Is the link reference definition behavior under-specified?

balpha · June 12, 2015, 9:58am

A link reference definition does not correspond to a structural element of a document.

and that is all it currently has to say about the fact that link reference definitions (“LRDs”) are removed.

Looking at the behavior of the reference implementation, this is arguably not true, or at least imprecise.

Consider the following Markdown:

- 
x

which yields

<ul>
<li></li>
</ul>
<p>x</p>

– the x is outside the list.

However if we add a LRD:

- [foo]: /foo.html
x

we get

<ul>
<li>x</li>
</ul>

with the x inside the list item, because it is now considered paragraph continuation text of the first list item line, which is no longer empty.

So while you could argue that the LRD is not a structural element, its presence in the Markdown source certainly changes the structure of the document (beyond the obvious question whether or not a link may be created elsewhere in the document).

In fact it is close to impossible to say something like “after the LRDs are collected, the document is treated like they hadn’t been there in the first place”, because you can end up with weird cycles. Imagine this:

x
- [foo]: /foo.html

Because it’s at the beginning of a paragraph in a list item, the LRD is parsed and removed. If you now treat the document like the LRD hadn’t been there, you’re converting this:

x
-

– which is <h2>x</h2> because the dash is now a setext header underline*. However, if the dash is now interpreted as an underline, not a bullet, then the original LRD would no longer have been in a spot where a LRD is legal, and thus shouldn’t have been removed. But if the LRD hadn’t been removed, the dash would go back to being a bullet. GOTO START.
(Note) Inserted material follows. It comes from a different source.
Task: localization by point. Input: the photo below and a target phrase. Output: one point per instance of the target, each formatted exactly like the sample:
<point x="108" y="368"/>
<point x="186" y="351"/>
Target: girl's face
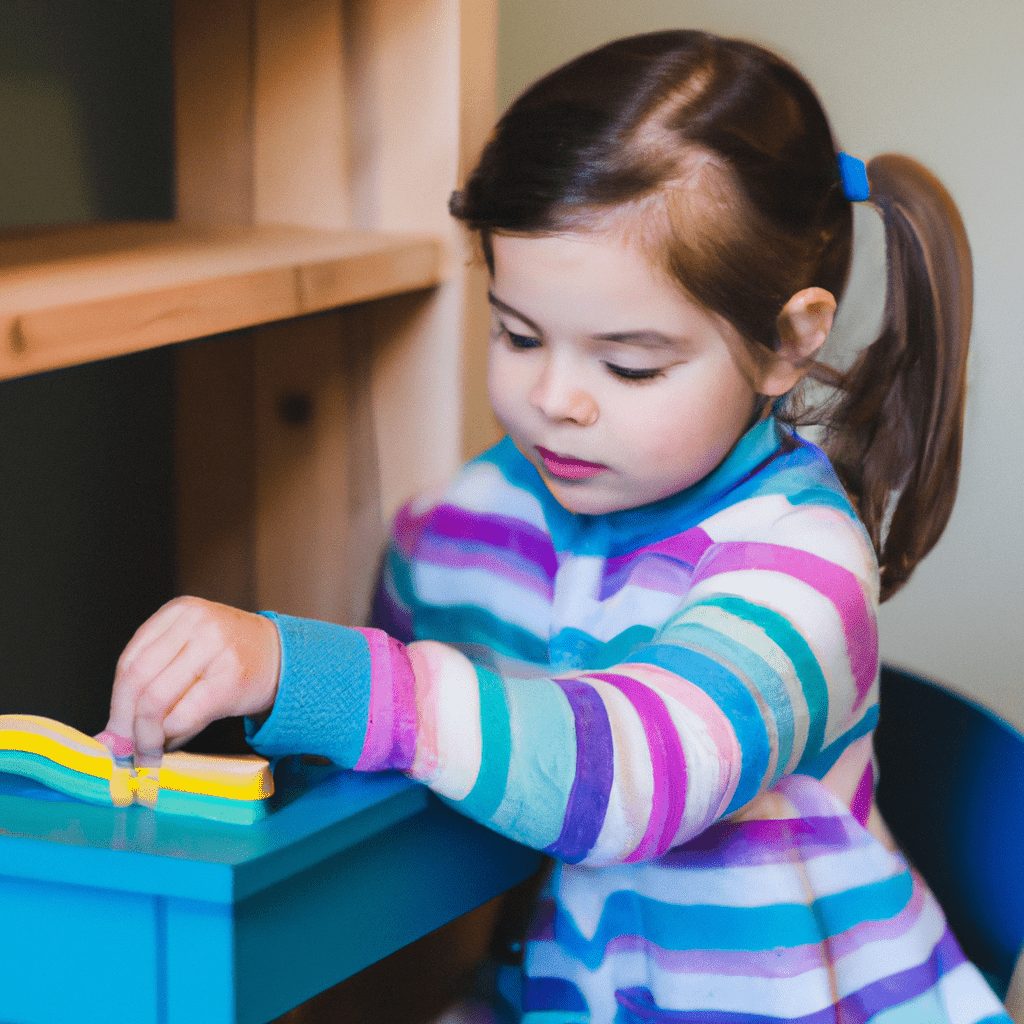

* This is not what the spec currently says, but it is what the reference implementation does, and it is likely that the spec will be changed accordingly. You can construct a similar example with a LRD and a horizontal line using the current spec as-is.

So it seems inevitable that LRDs, even after being removed, have an influence on the document structure, and the reference implementation’s behavior makes some sense to me (at least I could not think of any highly problematic issues).

However the spec should accurately describe the desired behavior to match, because this issue seems very prone to edge cases.

Any suggestions how this could be phrased? Or any problems/inconsistencies with the current behavior that you can think of and that I’ve missed?

jgm · June 12, 2015, 5:13pm

This feels like a bug in the reference implementation.

The reference implementation takes a kind of short-cut in handling link references, piggybacking on paragraph parsing, but as your example shows, this can go wrong.

I’d say this should become an issue on the reference implementation’s tracker, rather than something that needs fixing in the spec.

balpha · June 15, 2015, 10:21am

Fair enough. Can I still suggest that the behavior is clarified in the spec? Upon rereading, I realized that the fact that LRDs are part of the “Leaf blocks” section hints at the desired behavior, but the phrasing

does not correspond to a structural element of a document

somewhat confused me. To me, conceptually, a LRD does correspond to a structural element of a document; it’s just an element that causes no output.

I would suggest adding these two examples to the spec (happy to open a PR if this is uncontroversial):

While a [link reference definition] does not directly cause visible
output, it would be incorrect to treat it like it wasn't present at
all. The following constitutes three nested list items, and not a
horizontal rule:

.
- - - [foo]: /url
.
<ul>
<li>
<ul>
<li>
<ul>
<li></li>
</ul>
</li>
</ul>
</li>
</ul>
.

A [link reference definition] is not part of a paragraph. So this
text is *not* [paragraph continuation text], and thus is not part
of the blockquote:

.
> [foo]: /url
text
.
<blockquote>
</blockquote>
<p>text</p>
.

Note that the reference implementation correctly handles the first, but it currently fails the second test.

balpha · June 15, 2015, 10:28am

Yes, and after looking at the code, I realized why you did it this way: if LRDs were parsed as blocks, the current model of deciding the current block type line-by-line breaks down. Line 1 here starts a regular paragraph, not a LRD, but we cannont know this until line 6 when we see the “XXX”:

[
foo
bar
]:
/url "tit
le" XXX

My gut feeling is that there should be something like a _mightBeAReferenceDefinition on a paragraph node, and if that’s true the parser has to bite the bullet and run a check (in continue) on every new line to see whether the content so far can constitute part of a legal reference defintion.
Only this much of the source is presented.